Cookie Thursday 2/27/28- I don’t know wine could do that!

The February theme for Cookie Thursday is a Thing is Baking the Baking Pantry. I was pulling eggs out to make cookies when I noticed a nearly full bottle of wine in the bottom of the fridge.

In this household we don’t drink. It’s not that we are opposed, more that I can’t stand the taste.

This bottle of wine has been in the fridge, with only one glass out of it, since Christmas! Don’t worry it has been sealed the entire time.

I mean, I gave it the sniff test.

This means I had a nearly full bottle of Rosé wine that I needed to do something with. Pouring it down the sink was eh, I think I can do better.

Cookie Thursday is a Thing has always been about experimentation. I was contemplating the bottle of wine and I wondered if I could make it into syrup that I could then add to cookie dough.

And I can!

I started by making a syrup out of the Rosé wine.

The ratio that I used was a 3 c wine to 1 c sugar.
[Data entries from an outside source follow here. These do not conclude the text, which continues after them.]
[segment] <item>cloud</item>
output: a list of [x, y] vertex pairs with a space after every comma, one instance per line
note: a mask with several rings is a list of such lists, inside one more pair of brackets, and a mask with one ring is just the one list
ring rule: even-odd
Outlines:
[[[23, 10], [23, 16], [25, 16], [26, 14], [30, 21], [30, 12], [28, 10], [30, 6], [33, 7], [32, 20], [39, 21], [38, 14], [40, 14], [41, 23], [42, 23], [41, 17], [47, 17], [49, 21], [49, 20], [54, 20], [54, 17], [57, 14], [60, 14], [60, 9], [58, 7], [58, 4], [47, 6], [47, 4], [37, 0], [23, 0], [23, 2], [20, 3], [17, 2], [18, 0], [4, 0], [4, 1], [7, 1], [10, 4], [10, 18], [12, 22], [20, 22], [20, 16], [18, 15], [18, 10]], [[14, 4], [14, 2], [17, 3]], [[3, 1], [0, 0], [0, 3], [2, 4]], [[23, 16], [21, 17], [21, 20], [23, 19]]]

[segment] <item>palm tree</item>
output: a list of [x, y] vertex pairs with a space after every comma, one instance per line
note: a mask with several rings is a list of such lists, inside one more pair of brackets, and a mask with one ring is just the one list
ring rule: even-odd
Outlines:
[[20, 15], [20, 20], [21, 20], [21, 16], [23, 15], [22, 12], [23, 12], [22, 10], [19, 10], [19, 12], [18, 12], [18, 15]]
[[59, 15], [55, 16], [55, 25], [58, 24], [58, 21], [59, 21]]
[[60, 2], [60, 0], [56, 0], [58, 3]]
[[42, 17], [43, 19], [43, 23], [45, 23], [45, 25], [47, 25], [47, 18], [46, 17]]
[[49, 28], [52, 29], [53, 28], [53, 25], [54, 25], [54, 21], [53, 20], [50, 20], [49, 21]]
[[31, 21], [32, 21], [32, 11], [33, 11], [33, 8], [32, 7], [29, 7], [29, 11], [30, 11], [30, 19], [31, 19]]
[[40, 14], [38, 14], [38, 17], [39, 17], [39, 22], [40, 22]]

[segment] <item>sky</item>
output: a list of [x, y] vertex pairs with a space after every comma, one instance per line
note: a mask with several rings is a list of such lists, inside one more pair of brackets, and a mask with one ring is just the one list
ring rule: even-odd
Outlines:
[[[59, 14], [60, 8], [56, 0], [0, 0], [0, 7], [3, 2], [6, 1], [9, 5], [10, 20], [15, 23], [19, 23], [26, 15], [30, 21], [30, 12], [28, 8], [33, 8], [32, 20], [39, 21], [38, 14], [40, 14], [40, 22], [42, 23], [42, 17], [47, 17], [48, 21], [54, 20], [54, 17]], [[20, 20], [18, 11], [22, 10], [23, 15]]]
I boiled the mixture for 20 minutes over medium heat until it was reduced by a third.

I did taste it. Tasted like sweeter wine. Not that I know anything about wine, despite growing up in Northern California in the Wine Bucket.

The next step was deciding what kind of cookie was most forgiving and could be used as a base.

I considered the tried and true Toll House recipe but then I decided that the best cookie to experiment on would be an oatmeal cookie base. I thought that the oatmeal would be sturdier.

And it WORKED!

Since I was adding almost 2 entire cups of wine syrup to the batter, I also added an additional 1/2 c flour.

This part I just guessed.

The resulting cookies are subtly rose wine flavored.

They could have been more cohesive and thicker.

But I am happy with the output.

Cookie Thursday 1/30/2025- sourdough chocolate chip cookies

This is it. The last week of the Cookie Thursday is a Thing extravaganza.

I’ve gone through some CTIAT is a thing background details. I’ve gone through some of CTIAT secrets. And I made 5 weeks of the department’s favorite cookies of the past 10 years.

There was one of the original cookies with the Twix cookie.

There was the original experiment cookie- the Jalapeno chocolate chip cookie.

There was the second favorite cookie- the pepper jelly cheddar thumbprint.

There was the crust cookie and the story of how CTIAT got its name.

Today’s cookie was a sourdough chocolate chip cookie.

I’ve done this in the past. Heck, I’ve done all of these cookies before. What earns it a spot on the list is the interplay of how the sourdough changes the cookie consistency.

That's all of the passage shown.